Senin, 15 Januari 2018
Preman Pasar : The Outside of Madness
Pergi ke Jakarta #2
👬
Sudah dua hari Reno tidak
datang ke rumahku. Kata Ayah, Reno sedang sibuk mengurusi pekerjaan. Aku
beberapa kali memintanya untuk melibatkan diriku dengan urusan bisnis, tetapi
Ayah selalu saja mengangguk tanpa memberiku perintah.
"Hari ini Reno nggak akan
ke sini, Yah?" tanyaku. Ayah sedang membetulkan kembali radio lawasnya.
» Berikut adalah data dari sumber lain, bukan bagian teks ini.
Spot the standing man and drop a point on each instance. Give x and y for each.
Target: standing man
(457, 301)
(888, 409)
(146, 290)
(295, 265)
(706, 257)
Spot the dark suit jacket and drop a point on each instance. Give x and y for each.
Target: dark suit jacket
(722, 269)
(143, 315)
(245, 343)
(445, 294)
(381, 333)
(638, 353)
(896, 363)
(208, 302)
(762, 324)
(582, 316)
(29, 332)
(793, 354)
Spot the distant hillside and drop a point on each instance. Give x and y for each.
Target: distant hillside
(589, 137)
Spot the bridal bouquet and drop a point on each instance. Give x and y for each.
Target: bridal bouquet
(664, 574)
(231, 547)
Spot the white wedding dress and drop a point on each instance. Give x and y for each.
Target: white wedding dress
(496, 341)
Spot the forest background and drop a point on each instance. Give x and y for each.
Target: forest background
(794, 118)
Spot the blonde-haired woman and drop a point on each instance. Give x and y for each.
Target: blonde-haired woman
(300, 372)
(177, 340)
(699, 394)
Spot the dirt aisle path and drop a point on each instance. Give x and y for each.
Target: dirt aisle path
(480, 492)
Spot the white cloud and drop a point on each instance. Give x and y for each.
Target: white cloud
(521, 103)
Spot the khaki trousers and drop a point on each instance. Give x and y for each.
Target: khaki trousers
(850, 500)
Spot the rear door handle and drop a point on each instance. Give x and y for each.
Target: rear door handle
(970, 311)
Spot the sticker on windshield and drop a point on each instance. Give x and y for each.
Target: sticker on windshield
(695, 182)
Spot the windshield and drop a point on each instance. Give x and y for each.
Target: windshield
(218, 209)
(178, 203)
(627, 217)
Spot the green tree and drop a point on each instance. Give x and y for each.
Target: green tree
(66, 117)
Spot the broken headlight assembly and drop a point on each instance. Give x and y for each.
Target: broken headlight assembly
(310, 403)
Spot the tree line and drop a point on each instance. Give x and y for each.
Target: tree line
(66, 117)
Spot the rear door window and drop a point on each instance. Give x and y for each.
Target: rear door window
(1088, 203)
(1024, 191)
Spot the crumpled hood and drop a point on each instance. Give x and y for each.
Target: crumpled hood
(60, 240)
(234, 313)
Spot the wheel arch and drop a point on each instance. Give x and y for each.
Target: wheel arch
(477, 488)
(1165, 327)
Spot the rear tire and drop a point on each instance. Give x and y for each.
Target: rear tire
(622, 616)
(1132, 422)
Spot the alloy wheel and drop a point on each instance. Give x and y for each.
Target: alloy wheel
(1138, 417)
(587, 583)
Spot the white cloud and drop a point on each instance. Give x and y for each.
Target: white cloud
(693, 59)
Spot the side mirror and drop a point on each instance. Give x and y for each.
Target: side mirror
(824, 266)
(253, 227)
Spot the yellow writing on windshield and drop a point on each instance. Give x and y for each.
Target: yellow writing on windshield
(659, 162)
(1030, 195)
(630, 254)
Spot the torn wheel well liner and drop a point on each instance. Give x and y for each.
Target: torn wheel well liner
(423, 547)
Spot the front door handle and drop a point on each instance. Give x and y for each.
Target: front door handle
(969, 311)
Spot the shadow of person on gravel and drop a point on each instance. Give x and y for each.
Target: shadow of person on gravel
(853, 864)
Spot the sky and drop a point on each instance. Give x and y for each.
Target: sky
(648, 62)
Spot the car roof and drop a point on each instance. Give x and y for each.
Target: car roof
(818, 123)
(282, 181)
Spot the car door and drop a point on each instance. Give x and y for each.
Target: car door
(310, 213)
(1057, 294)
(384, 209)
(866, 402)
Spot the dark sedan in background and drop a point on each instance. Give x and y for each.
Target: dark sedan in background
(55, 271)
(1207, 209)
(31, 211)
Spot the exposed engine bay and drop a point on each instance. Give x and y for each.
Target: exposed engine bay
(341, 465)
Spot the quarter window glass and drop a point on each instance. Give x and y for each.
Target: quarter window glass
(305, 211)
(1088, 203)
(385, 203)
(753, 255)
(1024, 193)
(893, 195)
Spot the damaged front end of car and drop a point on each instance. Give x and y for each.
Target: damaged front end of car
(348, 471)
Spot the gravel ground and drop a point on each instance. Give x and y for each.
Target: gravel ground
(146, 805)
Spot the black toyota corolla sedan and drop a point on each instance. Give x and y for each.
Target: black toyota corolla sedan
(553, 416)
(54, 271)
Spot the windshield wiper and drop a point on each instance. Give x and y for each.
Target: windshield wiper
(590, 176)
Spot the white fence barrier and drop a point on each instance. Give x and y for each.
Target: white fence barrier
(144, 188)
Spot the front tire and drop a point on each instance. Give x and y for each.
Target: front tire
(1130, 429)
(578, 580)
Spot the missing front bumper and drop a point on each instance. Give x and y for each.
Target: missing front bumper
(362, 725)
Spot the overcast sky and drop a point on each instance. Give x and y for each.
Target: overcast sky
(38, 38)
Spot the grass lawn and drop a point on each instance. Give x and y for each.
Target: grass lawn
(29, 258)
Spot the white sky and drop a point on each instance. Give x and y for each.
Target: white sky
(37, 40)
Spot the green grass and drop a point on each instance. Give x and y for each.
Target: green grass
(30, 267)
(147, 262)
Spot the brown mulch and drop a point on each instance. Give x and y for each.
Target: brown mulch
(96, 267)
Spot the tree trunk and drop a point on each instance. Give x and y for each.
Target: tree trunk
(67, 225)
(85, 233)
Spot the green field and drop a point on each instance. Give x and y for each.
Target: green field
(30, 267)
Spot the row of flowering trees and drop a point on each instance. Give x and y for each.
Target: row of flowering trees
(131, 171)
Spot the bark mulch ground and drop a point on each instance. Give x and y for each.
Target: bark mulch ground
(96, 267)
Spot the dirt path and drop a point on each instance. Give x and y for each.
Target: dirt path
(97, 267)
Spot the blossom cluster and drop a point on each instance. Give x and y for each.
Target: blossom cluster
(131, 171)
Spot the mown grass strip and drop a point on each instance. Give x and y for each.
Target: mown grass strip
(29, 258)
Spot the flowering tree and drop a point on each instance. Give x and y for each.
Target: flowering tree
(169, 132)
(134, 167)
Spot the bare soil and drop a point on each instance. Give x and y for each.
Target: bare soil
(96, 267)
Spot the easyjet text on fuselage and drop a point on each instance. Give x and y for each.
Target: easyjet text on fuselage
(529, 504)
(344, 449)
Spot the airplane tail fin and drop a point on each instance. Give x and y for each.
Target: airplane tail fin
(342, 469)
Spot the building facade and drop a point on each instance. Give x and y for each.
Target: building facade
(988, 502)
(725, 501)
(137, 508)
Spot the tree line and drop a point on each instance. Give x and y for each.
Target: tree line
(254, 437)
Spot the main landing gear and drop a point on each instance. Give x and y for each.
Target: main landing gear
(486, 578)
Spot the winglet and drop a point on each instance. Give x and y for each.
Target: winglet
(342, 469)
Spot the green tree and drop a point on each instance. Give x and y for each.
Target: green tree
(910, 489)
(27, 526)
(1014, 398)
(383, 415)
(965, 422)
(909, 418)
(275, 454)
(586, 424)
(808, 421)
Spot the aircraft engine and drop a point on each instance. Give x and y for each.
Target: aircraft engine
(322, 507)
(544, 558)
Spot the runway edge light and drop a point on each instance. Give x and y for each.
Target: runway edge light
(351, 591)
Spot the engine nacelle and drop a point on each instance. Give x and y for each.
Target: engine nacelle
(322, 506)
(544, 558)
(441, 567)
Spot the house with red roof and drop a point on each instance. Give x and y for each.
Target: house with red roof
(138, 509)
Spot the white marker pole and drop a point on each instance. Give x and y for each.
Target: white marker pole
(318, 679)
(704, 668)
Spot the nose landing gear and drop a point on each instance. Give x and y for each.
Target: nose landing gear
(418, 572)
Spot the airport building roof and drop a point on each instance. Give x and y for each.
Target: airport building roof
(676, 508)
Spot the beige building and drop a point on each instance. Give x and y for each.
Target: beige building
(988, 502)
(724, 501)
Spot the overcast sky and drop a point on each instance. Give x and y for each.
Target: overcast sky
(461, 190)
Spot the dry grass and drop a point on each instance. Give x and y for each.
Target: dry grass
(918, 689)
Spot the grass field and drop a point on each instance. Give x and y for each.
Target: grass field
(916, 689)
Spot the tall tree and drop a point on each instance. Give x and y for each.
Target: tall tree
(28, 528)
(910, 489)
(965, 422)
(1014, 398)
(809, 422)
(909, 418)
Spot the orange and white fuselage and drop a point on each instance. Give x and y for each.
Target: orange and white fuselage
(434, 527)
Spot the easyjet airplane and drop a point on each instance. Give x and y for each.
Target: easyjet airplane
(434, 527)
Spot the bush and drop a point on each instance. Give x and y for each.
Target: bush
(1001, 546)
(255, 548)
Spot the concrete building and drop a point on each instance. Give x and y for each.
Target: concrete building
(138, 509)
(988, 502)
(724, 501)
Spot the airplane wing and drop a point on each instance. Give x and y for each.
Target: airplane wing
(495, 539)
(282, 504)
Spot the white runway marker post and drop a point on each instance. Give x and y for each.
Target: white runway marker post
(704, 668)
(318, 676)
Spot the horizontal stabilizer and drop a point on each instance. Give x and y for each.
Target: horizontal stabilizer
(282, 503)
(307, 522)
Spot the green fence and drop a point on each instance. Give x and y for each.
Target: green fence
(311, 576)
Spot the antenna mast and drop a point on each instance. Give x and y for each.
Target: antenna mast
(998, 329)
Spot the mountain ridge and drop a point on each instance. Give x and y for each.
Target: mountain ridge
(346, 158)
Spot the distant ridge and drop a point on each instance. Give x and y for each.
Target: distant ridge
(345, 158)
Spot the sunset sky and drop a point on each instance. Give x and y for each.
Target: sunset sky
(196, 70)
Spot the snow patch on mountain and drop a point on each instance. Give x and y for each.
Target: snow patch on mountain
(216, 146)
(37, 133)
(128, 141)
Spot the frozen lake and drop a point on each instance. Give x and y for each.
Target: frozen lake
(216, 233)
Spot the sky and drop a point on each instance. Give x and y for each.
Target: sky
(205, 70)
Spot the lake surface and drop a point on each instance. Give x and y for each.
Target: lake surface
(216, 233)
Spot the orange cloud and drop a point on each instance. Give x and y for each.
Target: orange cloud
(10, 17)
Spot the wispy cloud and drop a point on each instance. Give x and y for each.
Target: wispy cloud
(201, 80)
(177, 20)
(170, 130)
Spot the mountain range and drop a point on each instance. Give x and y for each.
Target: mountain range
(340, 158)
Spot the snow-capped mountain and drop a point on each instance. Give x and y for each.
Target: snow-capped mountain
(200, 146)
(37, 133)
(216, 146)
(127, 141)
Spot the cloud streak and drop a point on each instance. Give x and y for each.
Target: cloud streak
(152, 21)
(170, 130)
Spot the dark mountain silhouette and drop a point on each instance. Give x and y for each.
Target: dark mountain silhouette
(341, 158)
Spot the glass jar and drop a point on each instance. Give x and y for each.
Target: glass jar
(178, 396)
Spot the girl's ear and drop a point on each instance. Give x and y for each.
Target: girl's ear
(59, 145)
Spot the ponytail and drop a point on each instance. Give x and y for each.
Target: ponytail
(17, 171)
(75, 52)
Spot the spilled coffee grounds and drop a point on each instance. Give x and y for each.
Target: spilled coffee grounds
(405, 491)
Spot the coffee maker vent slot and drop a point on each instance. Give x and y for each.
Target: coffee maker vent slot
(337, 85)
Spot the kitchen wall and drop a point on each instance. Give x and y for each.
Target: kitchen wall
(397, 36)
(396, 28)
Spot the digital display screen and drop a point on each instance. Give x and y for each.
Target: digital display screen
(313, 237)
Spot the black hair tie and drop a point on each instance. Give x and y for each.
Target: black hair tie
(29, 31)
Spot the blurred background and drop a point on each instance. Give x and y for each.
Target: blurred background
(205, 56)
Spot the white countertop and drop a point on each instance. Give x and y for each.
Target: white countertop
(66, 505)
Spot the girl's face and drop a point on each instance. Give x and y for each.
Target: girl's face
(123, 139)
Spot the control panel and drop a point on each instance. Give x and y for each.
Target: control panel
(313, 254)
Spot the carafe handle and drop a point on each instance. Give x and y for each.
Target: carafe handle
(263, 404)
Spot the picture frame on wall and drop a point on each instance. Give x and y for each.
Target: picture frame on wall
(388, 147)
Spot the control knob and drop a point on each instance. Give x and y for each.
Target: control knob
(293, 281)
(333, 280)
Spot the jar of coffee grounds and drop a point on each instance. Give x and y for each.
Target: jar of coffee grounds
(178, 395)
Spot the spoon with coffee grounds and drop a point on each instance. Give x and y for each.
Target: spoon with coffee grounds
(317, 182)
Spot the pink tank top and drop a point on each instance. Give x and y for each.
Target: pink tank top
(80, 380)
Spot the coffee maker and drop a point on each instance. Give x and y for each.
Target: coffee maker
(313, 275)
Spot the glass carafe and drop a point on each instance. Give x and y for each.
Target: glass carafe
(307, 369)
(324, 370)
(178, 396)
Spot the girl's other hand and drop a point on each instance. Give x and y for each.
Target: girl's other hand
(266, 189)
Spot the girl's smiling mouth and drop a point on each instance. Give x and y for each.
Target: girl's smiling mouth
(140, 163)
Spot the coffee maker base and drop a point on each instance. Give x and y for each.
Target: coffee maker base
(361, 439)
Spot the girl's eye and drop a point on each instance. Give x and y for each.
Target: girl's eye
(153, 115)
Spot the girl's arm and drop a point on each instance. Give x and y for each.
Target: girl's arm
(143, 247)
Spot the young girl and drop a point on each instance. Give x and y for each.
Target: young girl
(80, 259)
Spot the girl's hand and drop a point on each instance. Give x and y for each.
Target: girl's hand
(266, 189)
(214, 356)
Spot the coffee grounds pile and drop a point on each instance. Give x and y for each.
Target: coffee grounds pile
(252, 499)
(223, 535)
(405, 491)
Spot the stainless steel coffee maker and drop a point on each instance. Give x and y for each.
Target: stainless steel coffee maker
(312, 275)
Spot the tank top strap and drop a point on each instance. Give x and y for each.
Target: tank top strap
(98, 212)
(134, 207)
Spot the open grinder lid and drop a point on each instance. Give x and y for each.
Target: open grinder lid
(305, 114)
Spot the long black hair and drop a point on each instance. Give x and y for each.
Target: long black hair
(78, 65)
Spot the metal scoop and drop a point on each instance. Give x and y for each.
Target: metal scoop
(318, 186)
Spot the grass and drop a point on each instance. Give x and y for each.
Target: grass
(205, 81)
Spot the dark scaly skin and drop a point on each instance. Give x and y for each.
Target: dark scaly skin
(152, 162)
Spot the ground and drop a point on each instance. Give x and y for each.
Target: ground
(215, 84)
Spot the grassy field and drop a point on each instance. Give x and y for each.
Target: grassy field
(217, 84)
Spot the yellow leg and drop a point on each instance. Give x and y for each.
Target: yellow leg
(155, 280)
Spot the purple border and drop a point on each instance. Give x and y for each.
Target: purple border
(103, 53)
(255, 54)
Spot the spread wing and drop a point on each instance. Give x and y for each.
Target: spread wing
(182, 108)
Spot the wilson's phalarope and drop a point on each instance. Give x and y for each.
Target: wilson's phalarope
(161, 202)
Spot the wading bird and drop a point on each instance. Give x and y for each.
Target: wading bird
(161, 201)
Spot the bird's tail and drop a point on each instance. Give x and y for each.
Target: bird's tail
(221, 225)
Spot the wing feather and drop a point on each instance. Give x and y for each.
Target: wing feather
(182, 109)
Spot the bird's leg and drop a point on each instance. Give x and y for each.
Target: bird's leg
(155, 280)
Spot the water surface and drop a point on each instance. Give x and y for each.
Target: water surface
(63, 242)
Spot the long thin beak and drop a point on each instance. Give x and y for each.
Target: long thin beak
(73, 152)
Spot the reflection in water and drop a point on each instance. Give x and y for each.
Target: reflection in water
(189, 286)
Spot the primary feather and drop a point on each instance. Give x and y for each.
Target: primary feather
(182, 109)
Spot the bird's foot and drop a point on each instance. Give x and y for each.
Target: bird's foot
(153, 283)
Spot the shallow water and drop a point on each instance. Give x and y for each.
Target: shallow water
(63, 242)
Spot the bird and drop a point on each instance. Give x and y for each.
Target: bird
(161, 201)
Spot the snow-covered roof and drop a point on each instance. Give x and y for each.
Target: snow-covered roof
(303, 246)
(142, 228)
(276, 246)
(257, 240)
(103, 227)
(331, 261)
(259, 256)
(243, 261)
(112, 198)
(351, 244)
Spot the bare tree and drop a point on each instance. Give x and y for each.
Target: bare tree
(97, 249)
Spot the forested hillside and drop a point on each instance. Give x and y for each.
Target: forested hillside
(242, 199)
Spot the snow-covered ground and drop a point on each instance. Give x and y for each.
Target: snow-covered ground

"Kenapa nggak beli saja yang baru? Daripada Ayah capek setiap minggu
membetulkan tuh radio."
Ayah tersenyum. Dia tidak
serta-merta menjawab. Setelah dia membetulkan ujung kabelnya baru dia berkata,
"Radio ini peninggalan Kakek kamu, Grey." Baiklah. Ayah punya cara
sendiri menikmati harinya. "Reno bakal ke sini. Tapi nanti malam, kalau
urusannya sudah selesai," kata Ayah menjawab pertanyaanku yang tadi.
Aku memutuskan untuk berlari
sore ini. Seperti biasa, aku akan berlari ke rumah kayu, rumah yang telah
menjadi saksi tubuhku dan tubuh Bang Zaki telah menyatu. Rumah yang telah
menjadi saksi lubang di belakang tubuhku tak perjaka lagi.
Gara-gara kejadian itu otakku
jadi mesum. Meskipun terasa sakit, aku tak bisa menyangkal ada rasa nikmat
disetiap sentuhannya. Sayangnya waktu itu aku telah berucap ... berucap apa?
Yang jelas Bang Zaki marah besar saat itu sehingga aku tak bisa lagi menikmati
sentuhannya. Maksudku, Bang Zaki berubah jadi buas. Bahkan dengan teganya dia
menggigit bibirku hingga berdarah sedikit.
Ketika aku menutup gerbang, aku
mendengar suara berisik Reno. Baru saja dia menghilang selama dua hari, aku
sudah kangen seperti ini, apalagi jika berminggu-minggu?
"Saya sudah tahu pasti
kamu bakalan ninggalin saya. Saya bilang kan kalau mau lari ajak saya.
Untungnya saya pinter jadi dari rumah saya sudah pakai ..." Reno menunjuk
kakinya yang sudah mulai berbulu. "Pakai sepatu mikik si Enok."
"Kamu pakai sepatu
perempuan?"
"Iya. Habisnya saya nggak
punya," sahutnya.
"Oke gak masalah. Nggak
kelihatan itu sepatu perempuan kok. Ya sudah ayo kita mulai lari."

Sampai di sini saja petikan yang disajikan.